Step Inside Artist Firelei Báez’s Brooklyn Studio
The painter mines the past in her exuberantly layered works, in which colonial history collides with folklore and fantasy
Historical maps and charts of the Caribbean provide fertile ground for Firelei Báez. Painting on large-scale reproductions of these colonial-era artifacts, the Dominican Republic–born artist blends elements of folklore, fantasy, and feminism while conjuring lost narratives and creating defiant characters, all in a riotous palette.
“The Caribbean was a crossroads,” says the artist, whose native country is part of Hispaniola, the island where Christopher Columbus made landfall in 1492. “It’s easy sometimes to forget how so many fortunes in the United States were predicated on the products and labor and physical selves of people from the Caribbean, especially Black and indigenous peoples. My work is really grounding how pivotal that has been for ideas of modernity.”
At her industrial space in the Red Hook section of Brooklyn, immersive paintings in progress—some more than eight by ten feet—warm up the cavernous studio, as does a profusion of tropical plants and flower arrangements. Not only is botanical imagery common in her art, but the lush environment, which she likes to enhance with incense and music, is also a crucial part of her getting into a creative zone. “It’s almost like entering a sacred space,” says Báez, who describes going into a “time fugue” when she becomes completely absorbed in painting.

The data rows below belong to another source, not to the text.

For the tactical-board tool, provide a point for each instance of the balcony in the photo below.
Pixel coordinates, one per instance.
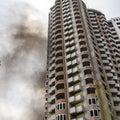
(51, 81)
(76, 88)
(111, 82)
(51, 99)
(113, 90)
(52, 117)
(51, 108)
(77, 109)
(52, 90)
(75, 99)
(117, 108)
(116, 99)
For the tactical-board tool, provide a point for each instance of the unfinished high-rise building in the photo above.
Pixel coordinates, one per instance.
(83, 64)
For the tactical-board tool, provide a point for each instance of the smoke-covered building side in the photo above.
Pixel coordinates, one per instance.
(83, 72)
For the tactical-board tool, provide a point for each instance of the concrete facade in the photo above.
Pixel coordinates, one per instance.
(83, 73)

Recently, she’s been completing new work for Hauser & Wirth, the international gallery she joined in September for the global reach and scholarship it offers, as well as for her first U.S. museum survey, which opens at the Institute of Contemporary Art in Boston on April 4. Báez’s first European museum show, which debuted at the Louisiana Museum of Modern Art in Denmark last fall, will travel to the Kunstmuseum Wolfsburg in Germany in July.
“Firelei is becoming one of the most important voices in painting today, drawing on so many different traditions, from European history painting to Persian miniatures to Chinese ink painting to trompe l’oeil,” says Eva Respini, who organized the ICA Boston exhibition and in the fall will bring an edition to the Vancouver Art Gallery, where she is now the deputy director and director of curatorial programs. “This is going to be a paintings show with a capital P—an enjoyment of color, form, beauty, figuration, abstraction.”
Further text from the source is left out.